Un autre amour l’aurait accompagné avant minuit.
Un autre jour l’aurait égaré sans sa bonne étoile.
Il semblerait que le silence s’est accroupi sur ta bouche.

Puis le chant de l’aube te réconcilie avec son itinéraire.
Son corps, à la mort, semble perpendiculaire.
Tes cheveux semblent surnaturels lorsqu’il pose sa main
Sur ton front, ils te rappellent que nul ne rêve du matin.

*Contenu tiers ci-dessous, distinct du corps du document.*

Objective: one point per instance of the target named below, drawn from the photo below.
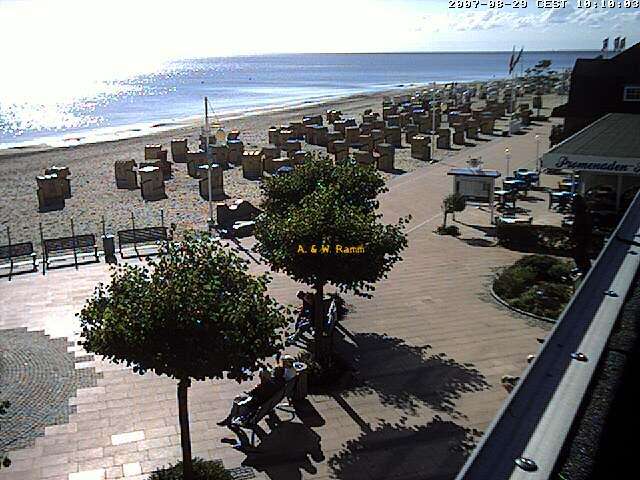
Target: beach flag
(511, 60)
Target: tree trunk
(318, 323)
(185, 436)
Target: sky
(129, 36)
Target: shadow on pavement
(286, 451)
(436, 450)
(404, 376)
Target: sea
(78, 108)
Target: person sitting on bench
(304, 322)
(268, 386)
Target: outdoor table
(513, 220)
(503, 195)
(515, 184)
(567, 221)
(563, 199)
(568, 184)
(529, 176)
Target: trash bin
(302, 383)
(109, 248)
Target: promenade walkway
(429, 351)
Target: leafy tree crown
(195, 313)
(339, 209)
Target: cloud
(551, 18)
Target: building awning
(609, 145)
(473, 172)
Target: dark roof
(601, 67)
(473, 172)
(614, 135)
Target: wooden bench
(80, 246)
(148, 236)
(250, 421)
(17, 255)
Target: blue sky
(126, 32)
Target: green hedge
(537, 284)
(202, 469)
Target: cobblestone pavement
(428, 350)
(38, 376)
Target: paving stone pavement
(428, 351)
(38, 376)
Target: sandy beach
(94, 193)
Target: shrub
(450, 230)
(537, 284)
(202, 470)
(545, 299)
(513, 281)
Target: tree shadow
(436, 450)
(286, 451)
(479, 242)
(489, 231)
(404, 376)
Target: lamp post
(209, 158)
(433, 128)
(507, 156)
(538, 166)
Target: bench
(250, 421)
(142, 236)
(59, 248)
(16, 255)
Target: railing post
(44, 258)
(10, 253)
(75, 245)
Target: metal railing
(526, 438)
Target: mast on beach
(206, 133)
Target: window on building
(632, 93)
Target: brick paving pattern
(38, 376)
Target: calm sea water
(84, 109)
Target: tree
(320, 227)
(451, 204)
(5, 461)
(194, 314)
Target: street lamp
(433, 127)
(538, 166)
(507, 156)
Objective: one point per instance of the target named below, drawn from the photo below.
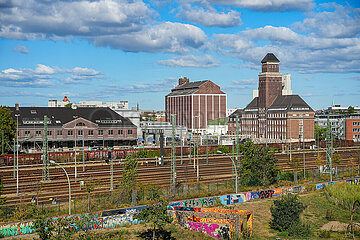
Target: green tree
(2, 200)
(286, 212)
(320, 133)
(7, 126)
(258, 166)
(156, 212)
(43, 227)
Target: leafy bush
(343, 195)
(258, 166)
(298, 229)
(285, 212)
(324, 234)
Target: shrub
(286, 211)
(324, 234)
(298, 229)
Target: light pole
(17, 154)
(236, 174)
(67, 176)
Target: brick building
(271, 116)
(96, 126)
(195, 103)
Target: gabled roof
(60, 115)
(290, 103)
(187, 88)
(270, 57)
(238, 112)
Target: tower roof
(270, 57)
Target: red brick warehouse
(195, 103)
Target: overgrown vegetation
(258, 166)
(343, 195)
(286, 216)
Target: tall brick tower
(270, 81)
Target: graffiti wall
(119, 217)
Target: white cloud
(210, 18)
(264, 5)
(164, 37)
(21, 49)
(45, 76)
(119, 24)
(206, 61)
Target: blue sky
(112, 50)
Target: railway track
(219, 168)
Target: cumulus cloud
(44, 76)
(119, 24)
(164, 37)
(206, 61)
(157, 86)
(21, 49)
(264, 5)
(210, 18)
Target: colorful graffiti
(119, 217)
(217, 228)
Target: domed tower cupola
(270, 81)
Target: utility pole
(2, 142)
(329, 147)
(173, 156)
(45, 176)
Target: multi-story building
(343, 126)
(195, 103)
(272, 116)
(95, 126)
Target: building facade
(195, 103)
(272, 116)
(93, 126)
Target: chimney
(183, 80)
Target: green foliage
(222, 149)
(320, 133)
(2, 200)
(43, 227)
(156, 212)
(324, 234)
(298, 229)
(258, 166)
(343, 195)
(286, 211)
(7, 125)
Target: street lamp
(17, 153)
(236, 174)
(67, 176)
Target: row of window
(80, 132)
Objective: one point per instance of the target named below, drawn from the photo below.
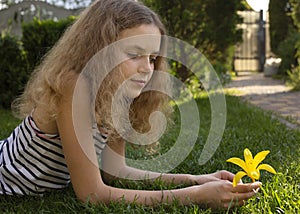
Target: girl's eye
(152, 59)
(133, 55)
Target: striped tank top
(32, 162)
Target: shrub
(40, 36)
(13, 69)
(287, 51)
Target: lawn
(246, 127)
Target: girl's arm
(87, 181)
(114, 165)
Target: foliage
(279, 22)
(66, 3)
(208, 25)
(40, 36)
(287, 51)
(280, 193)
(13, 69)
(285, 34)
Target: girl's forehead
(144, 38)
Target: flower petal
(266, 167)
(248, 156)
(259, 157)
(238, 177)
(238, 162)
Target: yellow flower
(250, 166)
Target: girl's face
(140, 53)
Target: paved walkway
(269, 94)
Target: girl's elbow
(94, 196)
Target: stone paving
(269, 94)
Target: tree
(208, 25)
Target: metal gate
(251, 53)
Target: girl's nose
(146, 65)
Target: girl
(46, 151)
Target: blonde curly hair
(97, 27)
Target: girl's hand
(216, 176)
(221, 194)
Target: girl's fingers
(244, 188)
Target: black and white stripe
(32, 162)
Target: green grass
(246, 126)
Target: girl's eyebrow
(142, 50)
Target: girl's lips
(140, 82)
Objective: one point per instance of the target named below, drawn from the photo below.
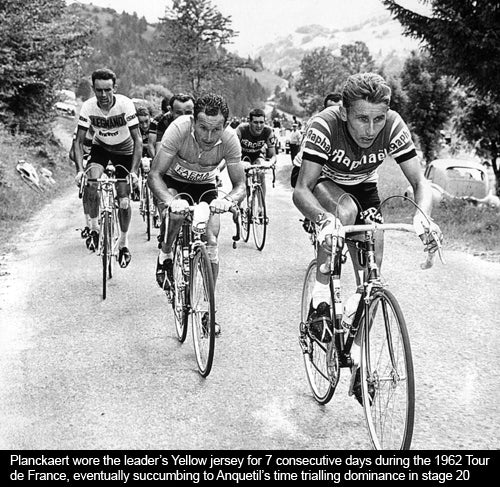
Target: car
(65, 108)
(455, 178)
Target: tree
(478, 121)
(37, 43)
(462, 37)
(194, 34)
(429, 102)
(356, 58)
(321, 72)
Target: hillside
(382, 35)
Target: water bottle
(201, 215)
(350, 307)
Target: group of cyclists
(191, 140)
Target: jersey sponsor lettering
(327, 142)
(193, 176)
(108, 122)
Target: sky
(260, 21)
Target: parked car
(65, 108)
(455, 178)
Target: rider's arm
(421, 187)
(303, 196)
(135, 133)
(159, 167)
(78, 148)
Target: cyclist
(342, 149)
(255, 136)
(117, 139)
(172, 108)
(87, 144)
(191, 150)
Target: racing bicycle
(109, 226)
(253, 212)
(386, 371)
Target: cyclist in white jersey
(342, 149)
(117, 139)
(192, 148)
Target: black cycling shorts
(100, 155)
(199, 192)
(367, 197)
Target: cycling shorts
(99, 155)
(367, 197)
(199, 192)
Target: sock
(321, 292)
(123, 240)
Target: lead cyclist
(343, 147)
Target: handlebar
(402, 227)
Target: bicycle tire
(315, 353)
(105, 252)
(147, 212)
(259, 218)
(180, 292)
(387, 376)
(245, 214)
(202, 301)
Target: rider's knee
(213, 253)
(124, 203)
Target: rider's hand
(246, 165)
(179, 206)
(135, 179)
(221, 205)
(78, 177)
(330, 226)
(428, 231)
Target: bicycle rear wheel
(202, 301)
(387, 377)
(318, 356)
(259, 218)
(180, 292)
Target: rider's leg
(91, 196)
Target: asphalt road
(77, 372)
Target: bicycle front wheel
(246, 216)
(180, 292)
(147, 211)
(318, 356)
(202, 302)
(387, 378)
(106, 250)
(259, 218)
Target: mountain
(381, 34)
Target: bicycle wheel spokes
(245, 221)
(259, 218)
(388, 386)
(202, 310)
(147, 211)
(321, 362)
(179, 293)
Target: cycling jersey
(252, 145)
(159, 124)
(112, 130)
(190, 163)
(327, 142)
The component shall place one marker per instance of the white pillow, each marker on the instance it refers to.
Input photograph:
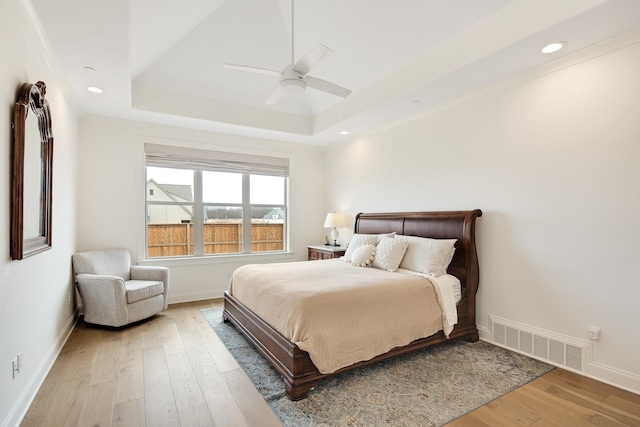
(389, 253)
(358, 240)
(428, 256)
(363, 256)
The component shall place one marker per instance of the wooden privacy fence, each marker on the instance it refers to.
(165, 240)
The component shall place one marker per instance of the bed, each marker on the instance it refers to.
(295, 365)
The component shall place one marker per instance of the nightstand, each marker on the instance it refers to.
(316, 252)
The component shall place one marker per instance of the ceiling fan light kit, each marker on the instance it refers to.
(294, 78)
(292, 86)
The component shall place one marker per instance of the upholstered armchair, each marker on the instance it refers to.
(116, 293)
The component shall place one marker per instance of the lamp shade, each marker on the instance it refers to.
(335, 220)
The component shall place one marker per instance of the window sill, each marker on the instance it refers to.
(258, 258)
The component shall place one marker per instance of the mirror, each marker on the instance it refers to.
(31, 184)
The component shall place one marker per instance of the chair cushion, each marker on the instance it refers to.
(137, 290)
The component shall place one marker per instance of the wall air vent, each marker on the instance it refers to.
(550, 347)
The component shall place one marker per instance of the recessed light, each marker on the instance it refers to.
(553, 47)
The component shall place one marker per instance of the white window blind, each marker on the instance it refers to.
(169, 156)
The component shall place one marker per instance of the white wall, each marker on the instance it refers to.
(553, 162)
(112, 188)
(35, 314)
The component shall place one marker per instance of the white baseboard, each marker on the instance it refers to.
(606, 374)
(20, 408)
(615, 377)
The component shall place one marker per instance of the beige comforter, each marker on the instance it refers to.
(338, 313)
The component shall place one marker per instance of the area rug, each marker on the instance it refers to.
(429, 387)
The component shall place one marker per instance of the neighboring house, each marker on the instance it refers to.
(276, 216)
(166, 214)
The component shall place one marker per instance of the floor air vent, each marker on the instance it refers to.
(558, 350)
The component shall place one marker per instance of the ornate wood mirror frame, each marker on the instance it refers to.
(32, 175)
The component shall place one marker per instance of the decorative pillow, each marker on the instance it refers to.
(363, 256)
(358, 240)
(428, 256)
(389, 253)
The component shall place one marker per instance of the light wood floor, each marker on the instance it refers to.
(174, 371)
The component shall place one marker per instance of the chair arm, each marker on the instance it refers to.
(150, 272)
(103, 298)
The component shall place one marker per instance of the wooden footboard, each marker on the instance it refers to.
(295, 366)
(298, 372)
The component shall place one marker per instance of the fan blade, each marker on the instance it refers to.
(315, 55)
(275, 96)
(252, 69)
(325, 86)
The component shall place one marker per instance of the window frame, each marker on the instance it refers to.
(198, 205)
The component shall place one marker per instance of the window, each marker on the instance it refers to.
(202, 203)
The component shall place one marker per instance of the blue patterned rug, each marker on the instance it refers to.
(429, 387)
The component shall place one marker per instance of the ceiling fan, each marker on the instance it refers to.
(295, 78)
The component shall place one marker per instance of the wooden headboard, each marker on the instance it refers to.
(458, 225)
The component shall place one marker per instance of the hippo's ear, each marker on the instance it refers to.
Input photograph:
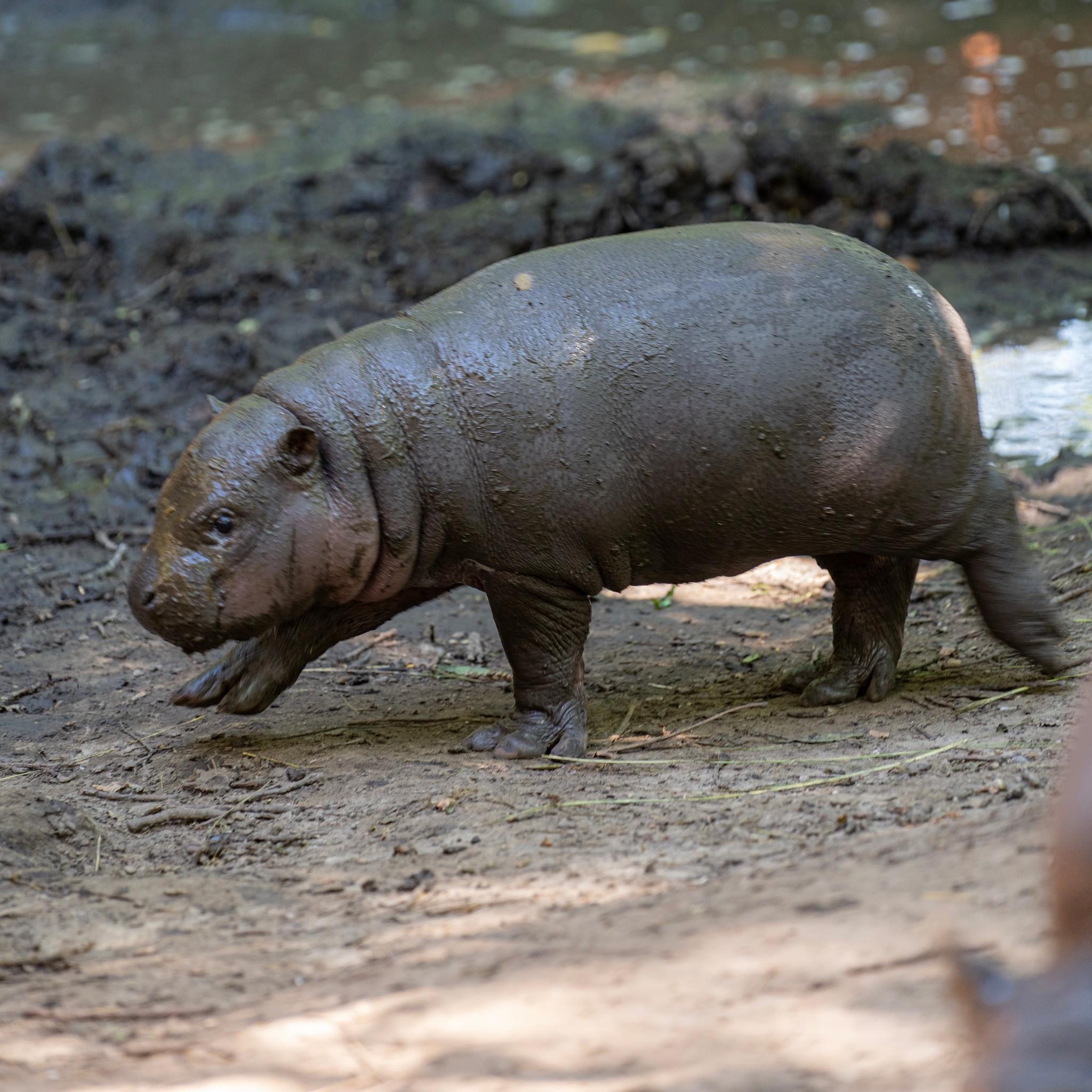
(981, 986)
(298, 449)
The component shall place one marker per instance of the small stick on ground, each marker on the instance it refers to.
(125, 798)
(135, 738)
(1018, 690)
(141, 824)
(60, 231)
(35, 688)
(1076, 567)
(1075, 595)
(689, 727)
(117, 1013)
(106, 571)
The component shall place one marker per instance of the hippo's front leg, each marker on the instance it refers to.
(256, 672)
(543, 628)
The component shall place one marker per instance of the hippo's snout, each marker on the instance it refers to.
(142, 590)
(167, 611)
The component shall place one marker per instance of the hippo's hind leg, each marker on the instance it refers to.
(871, 599)
(543, 629)
(1009, 592)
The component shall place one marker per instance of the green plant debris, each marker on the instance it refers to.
(1017, 690)
(665, 601)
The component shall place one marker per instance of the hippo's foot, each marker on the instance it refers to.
(531, 733)
(246, 680)
(871, 599)
(845, 681)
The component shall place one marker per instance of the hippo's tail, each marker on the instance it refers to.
(1007, 588)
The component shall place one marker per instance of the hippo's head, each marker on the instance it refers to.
(240, 539)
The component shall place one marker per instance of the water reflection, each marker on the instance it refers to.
(966, 78)
(1037, 399)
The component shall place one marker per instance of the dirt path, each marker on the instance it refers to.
(363, 911)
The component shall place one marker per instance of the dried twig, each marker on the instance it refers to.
(106, 571)
(117, 1013)
(1076, 567)
(1017, 690)
(718, 798)
(1075, 595)
(141, 824)
(60, 231)
(34, 688)
(125, 798)
(690, 727)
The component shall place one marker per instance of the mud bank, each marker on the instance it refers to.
(131, 282)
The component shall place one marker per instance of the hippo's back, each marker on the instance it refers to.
(730, 391)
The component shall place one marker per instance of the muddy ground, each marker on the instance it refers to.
(352, 902)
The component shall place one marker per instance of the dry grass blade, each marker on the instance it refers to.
(681, 732)
(802, 760)
(717, 798)
(1019, 689)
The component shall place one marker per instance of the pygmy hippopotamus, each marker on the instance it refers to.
(1037, 1035)
(663, 406)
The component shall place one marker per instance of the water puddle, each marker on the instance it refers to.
(993, 80)
(1037, 399)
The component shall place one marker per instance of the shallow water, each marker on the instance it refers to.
(1037, 399)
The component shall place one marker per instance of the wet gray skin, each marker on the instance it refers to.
(1037, 1035)
(663, 406)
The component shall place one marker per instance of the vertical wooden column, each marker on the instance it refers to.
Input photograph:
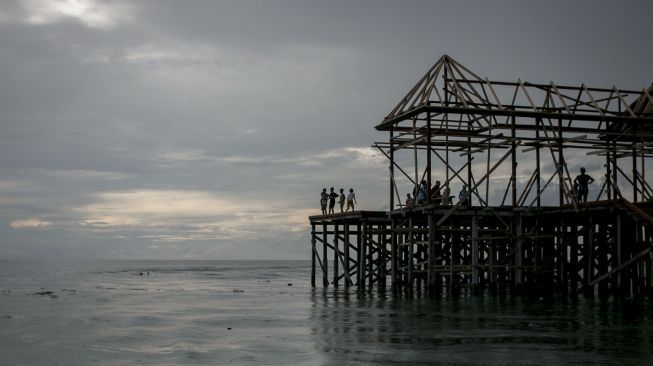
(381, 257)
(617, 239)
(336, 254)
(431, 276)
(608, 172)
(537, 161)
(561, 164)
(635, 175)
(393, 255)
(362, 264)
(519, 251)
(346, 268)
(513, 158)
(588, 249)
(313, 251)
(491, 264)
(411, 254)
(475, 253)
(574, 245)
(325, 257)
(428, 159)
(392, 172)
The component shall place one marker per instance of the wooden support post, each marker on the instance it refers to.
(347, 258)
(313, 249)
(392, 172)
(573, 258)
(325, 257)
(561, 164)
(336, 234)
(519, 244)
(409, 262)
(513, 170)
(635, 176)
(431, 266)
(620, 277)
(359, 256)
(588, 247)
(363, 261)
(428, 159)
(393, 255)
(380, 258)
(475, 253)
(537, 163)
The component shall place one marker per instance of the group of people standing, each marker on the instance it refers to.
(331, 199)
(439, 195)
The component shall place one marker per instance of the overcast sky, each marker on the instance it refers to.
(206, 129)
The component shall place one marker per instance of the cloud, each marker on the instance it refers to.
(177, 215)
(91, 13)
(30, 223)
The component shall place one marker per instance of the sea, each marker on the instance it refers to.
(266, 313)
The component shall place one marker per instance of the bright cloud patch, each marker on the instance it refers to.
(93, 14)
(30, 223)
(174, 215)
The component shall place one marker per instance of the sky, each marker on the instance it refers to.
(206, 129)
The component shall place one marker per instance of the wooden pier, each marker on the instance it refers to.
(467, 130)
(604, 249)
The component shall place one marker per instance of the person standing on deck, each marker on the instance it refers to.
(462, 196)
(323, 199)
(421, 193)
(409, 200)
(332, 200)
(445, 195)
(436, 195)
(583, 180)
(351, 199)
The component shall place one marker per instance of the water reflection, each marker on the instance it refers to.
(371, 328)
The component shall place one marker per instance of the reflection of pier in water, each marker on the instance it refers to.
(351, 327)
(452, 117)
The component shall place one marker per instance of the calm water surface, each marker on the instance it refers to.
(246, 313)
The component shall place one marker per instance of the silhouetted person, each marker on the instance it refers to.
(436, 195)
(409, 200)
(351, 199)
(332, 200)
(445, 195)
(323, 199)
(462, 196)
(421, 193)
(583, 180)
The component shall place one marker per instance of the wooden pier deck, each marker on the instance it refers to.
(603, 248)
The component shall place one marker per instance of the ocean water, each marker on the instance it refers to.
(266, 313)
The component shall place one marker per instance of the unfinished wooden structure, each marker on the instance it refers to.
(517, 146)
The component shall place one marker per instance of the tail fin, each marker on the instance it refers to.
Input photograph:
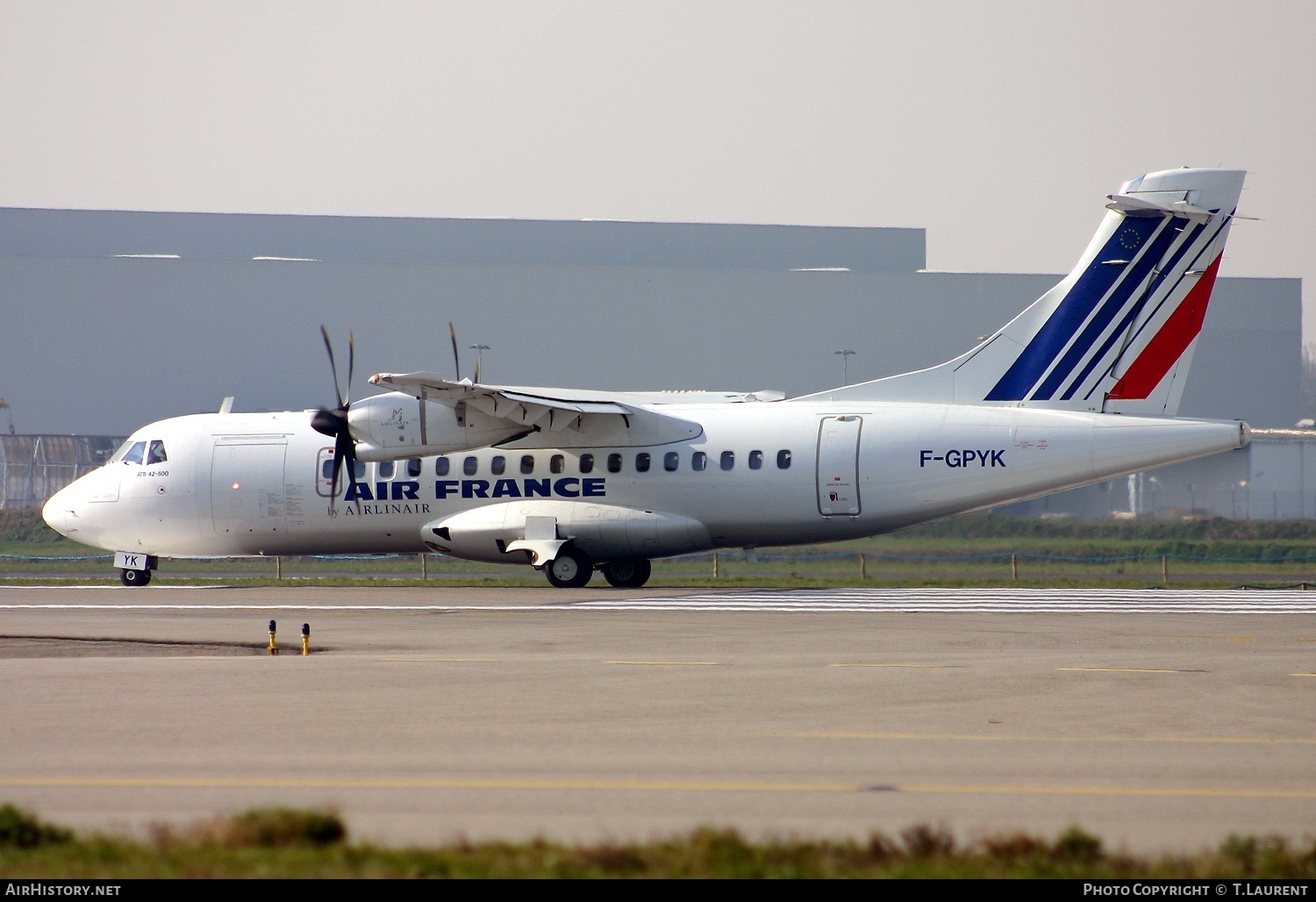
(1118, 333)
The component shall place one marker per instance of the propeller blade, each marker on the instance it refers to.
(345, 451)
(332, 365)
(457, 360)
(352, 362)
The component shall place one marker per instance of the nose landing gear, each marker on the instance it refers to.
(626, 575)
(134, 577)
(570, 569)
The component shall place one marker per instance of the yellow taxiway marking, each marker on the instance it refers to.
(702, 664)
(447, 660)
(1186, 791)
(989, 738)
(655, 785)
(1131, 669)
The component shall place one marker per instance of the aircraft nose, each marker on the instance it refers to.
(55, 512)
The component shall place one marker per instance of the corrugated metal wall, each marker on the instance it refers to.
(34, 468)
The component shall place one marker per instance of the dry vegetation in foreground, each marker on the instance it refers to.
(278, 841)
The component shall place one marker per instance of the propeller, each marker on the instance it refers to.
(334, 423)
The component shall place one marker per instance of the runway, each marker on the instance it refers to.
(1155, 719)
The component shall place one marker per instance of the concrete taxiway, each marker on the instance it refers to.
(1161, 720)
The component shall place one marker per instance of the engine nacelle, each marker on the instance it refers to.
(397, 426)
(605, 533)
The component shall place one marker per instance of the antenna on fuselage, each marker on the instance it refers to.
(457, 360)
(334, 423)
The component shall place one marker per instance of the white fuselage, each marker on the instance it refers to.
(799, 472)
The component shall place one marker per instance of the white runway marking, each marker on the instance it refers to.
(840, 601)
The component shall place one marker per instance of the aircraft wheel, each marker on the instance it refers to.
(134, 577)
(570, 569)
(626, 575)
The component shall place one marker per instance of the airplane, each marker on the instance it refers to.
(1082, 386)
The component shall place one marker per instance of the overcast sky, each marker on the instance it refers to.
(998, 126)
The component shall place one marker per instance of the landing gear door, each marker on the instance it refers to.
(839, 465)
(247, 496)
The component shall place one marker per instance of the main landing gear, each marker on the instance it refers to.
(573, 568)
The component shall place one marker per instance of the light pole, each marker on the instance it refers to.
(845, 365)
(479, 357)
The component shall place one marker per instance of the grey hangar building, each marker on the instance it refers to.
(147, 315)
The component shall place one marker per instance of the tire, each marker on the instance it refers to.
(134, 577)
(626, 575)
(570, 569)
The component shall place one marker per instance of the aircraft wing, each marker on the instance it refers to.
(552, 408)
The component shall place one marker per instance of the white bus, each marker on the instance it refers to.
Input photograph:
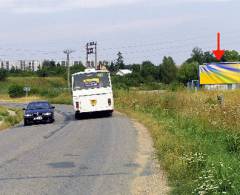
(92, 92)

Tes paupières bougent comme deux grenouilles enfouies
Dans la boue du lac, elles tressautent en cadence.
Deux figues sombres s’éclairent d’un puits d’eau.
Tu voudrais les cueillir si l’astre ne s’y mélangeait pas.

Puis la nuit se retire dans une respiration âpre.
Retrouvant la colonne vertébrale du dromadaire,
Elle traverse son corps alourdi par l’escalade des images,
Puis toise vivement un passager sans identité.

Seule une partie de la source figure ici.